Till Gerhard studied at Muthesius Hochschule fur Kunst und Gestaltung, Keil (1992-93) and the Hochschule fur angewandte Wissenschaften, FB Gestaltung Professor Dieter Glasmacher, Hamburg (1993-98).
He has exhibited in many shows including “Ohne uns hatte man Beton” at SKAMraum [1], Hamburg, “Nerdism” at Zeughaus, Hamburg and “Ein Tag, Ein Raum, Ein Bild” at Sebastien Fath Contemporary in Mannheim. Gerhard has shown internationally at museums and galleries such as San Francisco Museum of Modern Art [2], Arndt & Partner [3] in Zurich and Stellan Holm Gallery [4] in New York. He is represented by ARTBOX in Frankfurt, Galleri K [5] in Oslo and Ikon Ltd. [6] in California.
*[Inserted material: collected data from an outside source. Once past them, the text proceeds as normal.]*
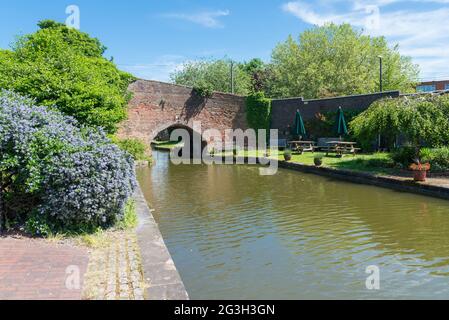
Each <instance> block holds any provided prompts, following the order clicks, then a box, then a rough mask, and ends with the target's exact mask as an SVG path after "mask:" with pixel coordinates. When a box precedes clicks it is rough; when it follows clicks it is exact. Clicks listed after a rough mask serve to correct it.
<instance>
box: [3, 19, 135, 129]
mask: <svg viewBox="0 0 449 320" xmlns="http://www.w3.org/2000/svg"><path fill="white" fill-rule="evenodd" d="M39 27H40V29H39V30H38V31H37V32H36V33H33V34H30V35H26V36H23V37H20V38H19V39H18V40H17V41H16V43H15V44H14V45H13V46H12V50H1V51H0V88H3V89H8V90H13V91H15V92H18V93H21V94H23V95H26V96H29V97H32V98H34V99H35V100H36V103H37V104H39V105H44V106H56V107H57V108H58V109H59V110H61V111H62V112H63V113H65V114H67V115H70V116H73V117H75V118H76V119H77V120H78V121H79V122H80V123H82V124H88V125H94V126H102V127H104V128H105V129H106V130H107V131H108V132H109V133H113V132H114V131H115V130H116V125H117V124H118V123H119V122H120V121H122V120H124V119H125V118H126V106H127V102H128V99H129V95H128V94H127V87H128V85H129V83H130V81H131V80H132V76H131V75H129V74H127V73H125V72H122V71H120V70H118V69H117V68H116V66H115V65H114V64H113V63H112V62H111V61H108V60H107V59H106V58H104V57H103V54H104V52H105V50H106V48H105V47H104V46H103V45H102V44H101V42H100V41H99V40H98V39H95V38H92V37H90V36H89V35H88V34H86V33H83V32H80V31H78V30H75V29H69V28H67V27H66V26H64V25H63V24H60V23H57V22H54V21H51V20H45V21H41V22H40V23H39Z"/></svg>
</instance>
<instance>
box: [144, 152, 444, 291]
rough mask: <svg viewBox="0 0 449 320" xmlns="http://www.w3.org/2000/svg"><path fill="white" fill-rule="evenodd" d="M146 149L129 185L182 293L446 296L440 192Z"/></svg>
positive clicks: (443, 241)
mask: <svg viewBox="0 0 449 320" xmlns="http://www.w3.org/2000/svg"><path fill="white" fill-rule="evenodd" d="M154 157H155V165H154V166H153V167H151V168H141V169H139V170H138V178H139V182H140V183H141V186H142V189H143V191H144V194H145V197H146V199H147V201H148V202H149V203H150V205H151V206H152V207H153V208H154V209H155V210H156V211H155V212H154V214H155V218H156V220H157V222H158V223H159V226H160V229H161V232H162V234H163V237H164V239H165V241H166V244H167V246H168V249H169V251H170V253H171V254H172V256H173V259H174V261H175V263H176V266H177V267H178V270H179V272H180V274H181V277H182V279H183V281H184V283H185V286H186V289H187V291H188V293H189V295H190V297H191V298H192V299H317V298H318V299H390V298H399V299H412V298H418V299H426V298H435V299H439V298H446V299H447V298H449V201H444V200H438V199H433V198H428V197H423V196H417V195H413V194H407V193H400V192H395V191H390V190H387V189H382V188H377V187H371V186H364V185H357V184H351V183H346V182H341V181H336V180H331V179H328V178H323V177H319V176H315V175H309V174H302V173H298V172H294V171H288V170H280V171H279V173H278V174H277V175H275V176H260V175H259V170H258V167H256V166H202V165H199V166H198V165H181V166H174V165H172V164H171V163H170V161H169V158H168V154H167V153H161V152H156V151H155V152H154ZM370 266H375V267H374V269H369V270H375V271H376V270H377V269H376V268H378V270H379V271H380V290H368V289H367V286H366V282H367V278H368V277H369V276H370V274H367V273H366V271H367V268H369V267H370ZM374 276H376V273H375V274H374ZM370 280H373V278H370ZM374 280H375V279H374ZM369 284H376V282H375V281H374V282H372V281H369ZM370 287H372V286H370Z"/></svg>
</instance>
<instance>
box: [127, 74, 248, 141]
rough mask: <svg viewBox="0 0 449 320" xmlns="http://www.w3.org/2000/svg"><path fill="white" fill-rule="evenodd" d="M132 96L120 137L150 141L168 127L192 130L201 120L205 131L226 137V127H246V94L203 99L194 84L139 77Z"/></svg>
mask: <svg viewBox="0 0 449 320" xmlns="http://www.w3.org/2000/svg"><path fill="white" fill-rule="evenodd" d="M129 91H130V92H131V93H132V95H133V97H132V99H131V101H130V103H129V110H128V119H127V120H126V121H125V122H123V123H122V124H121V126H120V130H119V132H118V135H119V137H121V138H138V139H141V140H143V141H145V142H147V143H151V142H152V141H154V139H155V138H156V137H157V136H158V134H159V133H161V132H163V131H164V130H166V129H169V128H187V129H190V130H193V123H194V121H200V122H201V126H202V131H204V130H207V129H217V130H219V131H220V132H221V133H222V136H223V138H225V130H228V129H238V128H240V129H243V130H246V128H247V122H246V107H245V97H241V96H236V95H231V94H225V93H214V94H213V95H212V97H210V98H208V99H204V98H202V97H200V96H198V95H197V94H196V93H195V91H194V90H193V89H192V88H188V87H185V86H178V85H173V84H168V83H162V82H157V81H148V80H137V81H135V82H134V83H132V84H131V85H130V87H129Z"/></svg>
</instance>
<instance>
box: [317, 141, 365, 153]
mask: <svg viewBox="0 0 449 320" xmlns="http://www.w3.org/2000/svg"><path fill="white" fill-rule="evenodd" d="M326 144H327V146H326V147H325V148H322V150H323V151H325V152H326V156H328V155H329V153H335V154H337V156H343V155H344V154H352V155H354V156H355V155H356V154H357V152H358V151H360V150H361V149H359V148H356V145H357V142H346V141H328V142H326Z"/></svg>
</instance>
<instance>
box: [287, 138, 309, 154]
mask: <svg viewBox="0 0 449 320" xmlns="http://www.w3.org/2000/svg"><path fill="white" fill-rule="evenodd" d="M288 144H289V145H290V148H291V149H292V151H296V152H300V153H302V152H305V151H310V152H314V151H315V142H314V141H302V140H301V141H290V142H289V143H288Z"/></svg>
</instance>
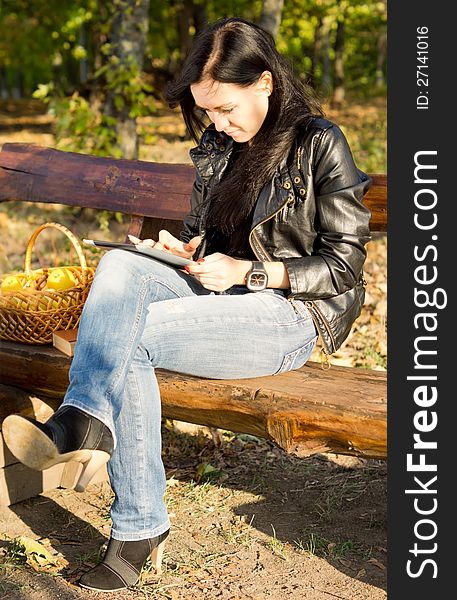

Gerhard’s romantic paintings emanate eerie undertones of spiritual isolation, sectarianism and insinuated depravity, unnervingly referenced through popular culture and current events. Reinventing the genre of sublime landscape as contemporary parable, Gerhard’s epic scenes of rural community are painted with supernatural intensity, alluding to a disquietly sinister corruption of Utopia. Rendered with the placid realism of religious illustrations, Gerhard’s large-scale canvases invoke a nostalgic sentiment of 19th century Transcendentalism and a thematic suggestion of filmic narrative; seeking solace in the divine harmony of wilderness, his figures become both victims and perversions of their idyllic environments.
Gerhard designs the sacred milieu of landscape with painterly mysticism. Delicate spills of colour seduce with ethereal glow, while heavy brushwork stands in stark contrast to flourishes of drips, splashes and smears. Gerhard poses his vistas as simultaneously beautiful and foreboding: trees tower with threat, and light is conceived as spectral hues, giving the canvases the illusion of radiating from within. Each beam of light has the effect of floating out of the canvas, embracing the viewer in its contaminated warmth.
Gerhard’s paintings explore the conflict between man and nature. Within his scenes is a recurring intrusion of unnatural entity: oil wells and tree forts exude an encroaching anxiety. Gerhard uses their odd presence as a departure into the surreal: a cabin nestled in the woods or a skyline dotted with refineries are both alien and comforting as their surrounding landscapes stretch, float and churn with hallucinatory disorientation. In this conflicted crusade for spiritual revelation and ideological orthodoxy, ghost-like figures mill about lost in their Thoreau-inspired quest for enlightenment.